The use of digital financial services has the potential to address women’s preferences in new and exciting ways, as well as to reduce the cost and time of service delivery. In Malawi, for example, with UNCDF support, Women’s World Banking and NBS Bank designed the Papfupi Savings Account to give “mtima myaa” or “peace of mind” to its clients. It does so by using mobile phones in rural areas as a transaction point to make deposits and withdrawals, and with the help of the mobile sales team, clients can even open an account in ten minutes from anywhere. The product conveys information simply and visually so that the customer does not need to be literate.
In Niger, evidence from the social cash transfer programme demonstrates that the greater privacy and control of mobile transfers compared to manual cash transfers shifts intra-household decision-making in favour of women.
In Kenya, the arrival of mobile money transfers increased women’s economic empowerment in rural areas by making it easier to request remittances from their husbands who migrated to urban areas for work.

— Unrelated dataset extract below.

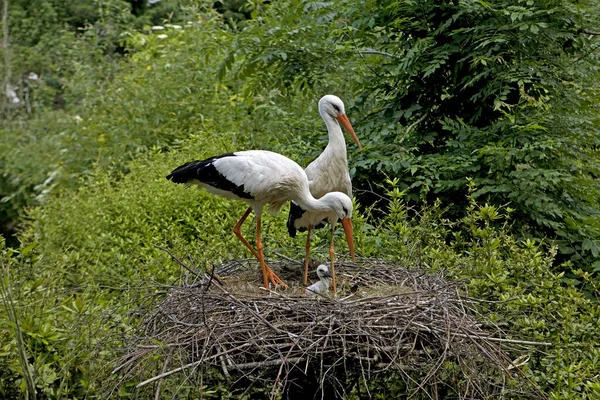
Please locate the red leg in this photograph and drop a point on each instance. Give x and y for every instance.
(307, 258)
(332, 256)
(267, 271)
(237, 230)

In India, trust was a particularly important issue for women, especially when dealing with unfamiliar mobile technology. In these settings, agents played an essential role in training and supporting women in their use of the technology.
Digital financial services can be offered in many forms including Automated Teller Machines (ATMs), point of sale terminals, cards (pre-loaded or debit), and, particularly promising for women, mobile phones. However, the “digital divide” between women and men cannot be ignored. In many contexts, women have less access and are less adept in the use of technology. For example, the large gaps in mobile subscriptions (there are some 300 million fewer women subscribers than men worldwide) and ownership (women in developing countries are 21 percent less likely to own a mobile phone than men) means that if digital financial services are going to deliver on their promise to women, these gaps in awareness, access and use of technological devices need to be taken into consideration.

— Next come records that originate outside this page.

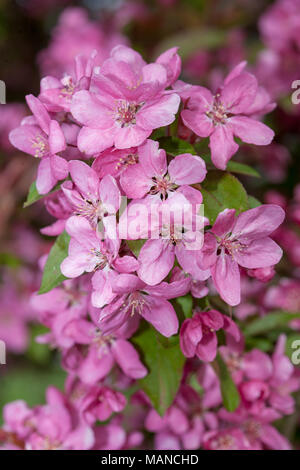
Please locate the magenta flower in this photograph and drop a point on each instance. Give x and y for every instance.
(104, 351)
(57, 95)
(228, 113)
(43, 138)
(135, 299)
(240, 241)
(89, 252)
(198, 334)
(152, 175)
(126, 102)
(90, 197)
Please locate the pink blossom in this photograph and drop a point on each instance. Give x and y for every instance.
(226, 114)
(240, 241)
(124, 112)
(89, 252)
(42, 138)
(152, 175)
(90, 197)
(198, 334)
(135, 299)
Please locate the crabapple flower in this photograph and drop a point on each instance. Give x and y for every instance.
(135, 299)
(198, 334)
(123, 111)
(104, 351)
(228, 114)
(240, 241)
(57, 95)
(88, 252)
(90, 197)
(152, 175)
(43, 138)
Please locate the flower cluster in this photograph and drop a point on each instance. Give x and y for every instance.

Take, for example, the Benazir Income Support Programme (BISP) in Pakistan. It was thought that mobile phones would be a low-cost and convenient way for women in remote areas to interact with a bank. The reality was that many of the women neither had a phone nor knew how to use it. This experience and others like it point to the importance of ensuring that the product is simple and easy to use, and that adequate customer support or training is provided — particularly for illiterate women who have little experience with technology, financial services or both.
Governments also have an essential role by creating an enabling regulatory environment, establishing an appropriate financial consumer protection framework and catalysing a digital ecosystem. They also have a responsibility to remove discriminatory practices and laws for women’s access to finance.

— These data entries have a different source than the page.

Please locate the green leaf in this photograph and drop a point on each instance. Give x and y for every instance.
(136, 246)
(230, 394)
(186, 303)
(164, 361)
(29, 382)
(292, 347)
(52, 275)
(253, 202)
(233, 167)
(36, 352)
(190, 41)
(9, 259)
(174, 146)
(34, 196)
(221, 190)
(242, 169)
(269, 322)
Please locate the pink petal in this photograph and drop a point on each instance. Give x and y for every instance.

The links between financial inclusion — particularly for women — and broader development goals is increasingly being recognised on the global stage. Greater inclusion has a strong potential to push the frontiers of markets. Addressing the demand and supply issues of financial inclusion for women could offer pathways to new and additional market opportunities that eventually lead to the growth of economies as a whole, not only for women. Indeed, the latest draft of the post-2015 Sustainable Development Goals features financial inclusion as a key enabler to multiple goals. The links between financial inclusion, digitisation and the global growth agenda are priorities for the Turkish G20 Presidency.
Digital financial services have the potential to close the access and usage gap between men and women. Deliberate efforts on the part of governments and providers can help put the tools in the hands of the women ready to use them.